My daughter is a toddler right now, and she doesn’t stick around long enough for almost anything. Sometimes, if the light is just right and at just the right angle, and she moves in just the right way so she’s framed in it perfectly, and of my eyes feel like behaving themselves at just the right moment, I get this clear, fleeting glimpse of her face, and I get to see just how beautiful she is. These moments stick in my mind, but they are rare, and all too brief. I miss so many details so much of the time.
But when Kristin takes a photo like this—a crystal clear, stunning capture of a living moment—The world slows down. It stops, allowing me all the time I need to pore over the scene, working out and appreciating every feature and every nuance.
I know that a day will come when I won’t be able to see her this way, to know her face in this much detail, even from photographs. And I know that some day after that, I won’t know what she looks like at all.
And I will miss it.
It won’t affect my love for her, or my care for her. I will still play with her and laugh with her and teach her and share life with her. I will know a million things about her that are more important than her physical appearance.
But I will still miss it.
I’ll miss that shining grin and those sparkling blue eyes, those looks of joy, inquisitiveness, mischief, and wonder.

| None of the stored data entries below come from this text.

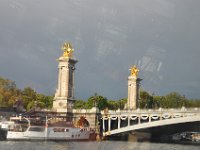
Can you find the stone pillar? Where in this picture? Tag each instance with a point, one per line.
(133, 89)
(64, 96)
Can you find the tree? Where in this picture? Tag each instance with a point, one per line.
(113, 105)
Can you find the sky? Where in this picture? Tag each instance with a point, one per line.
(161, 37)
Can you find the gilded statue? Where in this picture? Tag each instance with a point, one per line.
(134, 71)
(68, 50)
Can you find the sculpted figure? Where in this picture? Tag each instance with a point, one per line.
(134, 71)
(68, 50)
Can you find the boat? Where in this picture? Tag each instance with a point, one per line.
(54, 131)
(187, 136)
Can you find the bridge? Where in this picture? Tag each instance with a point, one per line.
(120, 121)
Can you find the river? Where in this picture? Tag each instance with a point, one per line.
(103, 145)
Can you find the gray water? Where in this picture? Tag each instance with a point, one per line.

So for now, I will treasure the photographs, and I will gladly take all the time I need to etch every detail into my mind and into my memory.
My heart aches.
Thanks for sharing this from your heart. I think we wonder about how the loss of seeing your family affects you the most. Praying for more slow and clear moments.
Not a dry eye will be able to read this. My heart aches as well, Eric. You’re daughter is BEAUTIFUL!!!
You may see that photo better than most of us who scan a photo for 10-15 seconds and then move to the next thing. I think there is a Buddhist story about a monk who invited an important official to see his flower garden, and then pulled it all up except for one perfect blossom on the mantle, so that the official would really pay attention to what it looked like. She is beautiful, but I’m praying that over the years she will be beautiful in her relationship with you.
I like that story! She’ll always be many kinds of beautiful.
Thank you, Eric. Your bravery is evident.
Oh Eric, your insight really
puts meaning into the saying acknowledging that beauty really is in the eye and heart of the beholder. Your heart is beholding ever more fiercely and intensely than most of us could even imagine! God blesses us in wondrous ways and we must believe and know it to be true!